路上でスルメが売られている。2008年12月平壌の寺洞区域にて撮影リ・ソンヒ(アジアプレス)


◆収入求め人が殺到

「トンチュ」が作った「水産基地」は、船と漁具と燃料を準備し一般人を雇用する。
「清津市では若い男性には収入が得られるまともな仕事がないので、漁船に乗りたいという人が殺到している」と、咸鏡北道(ハムギョンブクド)の取材協力者が11月末に伝えてきた。彼は親族の男性が漁船に乗っている。待遇はどうなのか?

「取り分は船主が6で乗員たちが4。別途に白米を一カ月に15 キロもらっているそうだ」という。船の操舵を知る船長、機関長以外は海の素人だ。小舟で海に出るのは危険だが、仮に一航海で数万円の収入になれば、庶民にとっては大変貴重な現金収入になる。

◆経済制裁の影響は?

一部メディアでは、経済制裁の影響で食糧難が発生して、それを漁業で補おうとして無理をして遭難したという説明しているが、これは誤認だ。現在、北朝鮮全国のどこの市場でも食糧は大量に売られている。しかも、秋の収穫後間もなく、米もトウモロコシも今年最安値水準だ。そもそも魚介類は穀物の代替品にならない。燃料を使って獲った魚でカロリー摂取するというのは割に合わないのだ。イカ漁は金を稼ぐためにやっている。

経済制裁の影響の可能性として考えられるのは、燃料費の高騰だろう。外貨収入減と油類の輸入制限を見越し、北朝鮮当局は4月に供給統制に乗り出し、ガソリンと軽油の市場価格が二倍以上に急騰した。前述の取材協力者は「油の値段が高騰したため、安い粗悪品を混ぜて出漁してエンジン故障がたくさん発生している」と現地の状況を伝えてきている。
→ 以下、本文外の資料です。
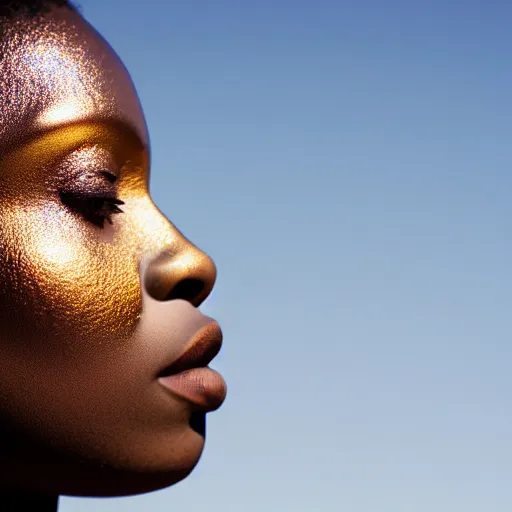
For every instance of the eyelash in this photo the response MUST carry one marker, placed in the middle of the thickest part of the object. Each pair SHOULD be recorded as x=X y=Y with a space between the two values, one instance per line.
x=97 y=207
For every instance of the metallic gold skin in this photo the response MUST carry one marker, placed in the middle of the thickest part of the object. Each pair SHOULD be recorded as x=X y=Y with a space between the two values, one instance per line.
x=89 y=315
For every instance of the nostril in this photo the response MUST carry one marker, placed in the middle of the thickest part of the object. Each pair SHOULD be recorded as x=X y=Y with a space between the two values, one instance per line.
x=187 y=289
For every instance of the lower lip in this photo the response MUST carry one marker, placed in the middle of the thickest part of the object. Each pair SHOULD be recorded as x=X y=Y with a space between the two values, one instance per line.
x=203 y=387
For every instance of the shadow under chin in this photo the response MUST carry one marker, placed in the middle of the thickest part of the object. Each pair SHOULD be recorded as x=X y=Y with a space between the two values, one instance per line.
x=198 y=423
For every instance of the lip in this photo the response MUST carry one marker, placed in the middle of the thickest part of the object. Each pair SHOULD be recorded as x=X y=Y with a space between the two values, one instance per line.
x=189 y=377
年二回のイカ漁シーズンは、小規模「水産基地」にとっても、乗組員にとっても稼ぎ時である。両江道(リャンガンド)の取材協力者は次のように語る。

「今年はスルメが品薄で値が高い。経済制裁のため貿易会社がスルメを仕入れなくなっているのに高値のままだ。以前は1キロ当たり30中国元(約510円)程度だったものが、今は40元(約680円)に上がった。スルメは保存がきくし軽いので密輸にうってつけ。正式な輸出ができなくても中国人の旧正月需要に合わせて密輸を狙っているのではないか」」

相次ぐ漂流船の正体は工作船などではなく、一獲千金を狙い、海の荒れる季節に無理をして出漁した「水産基地」のイカ漁船だと考えられる。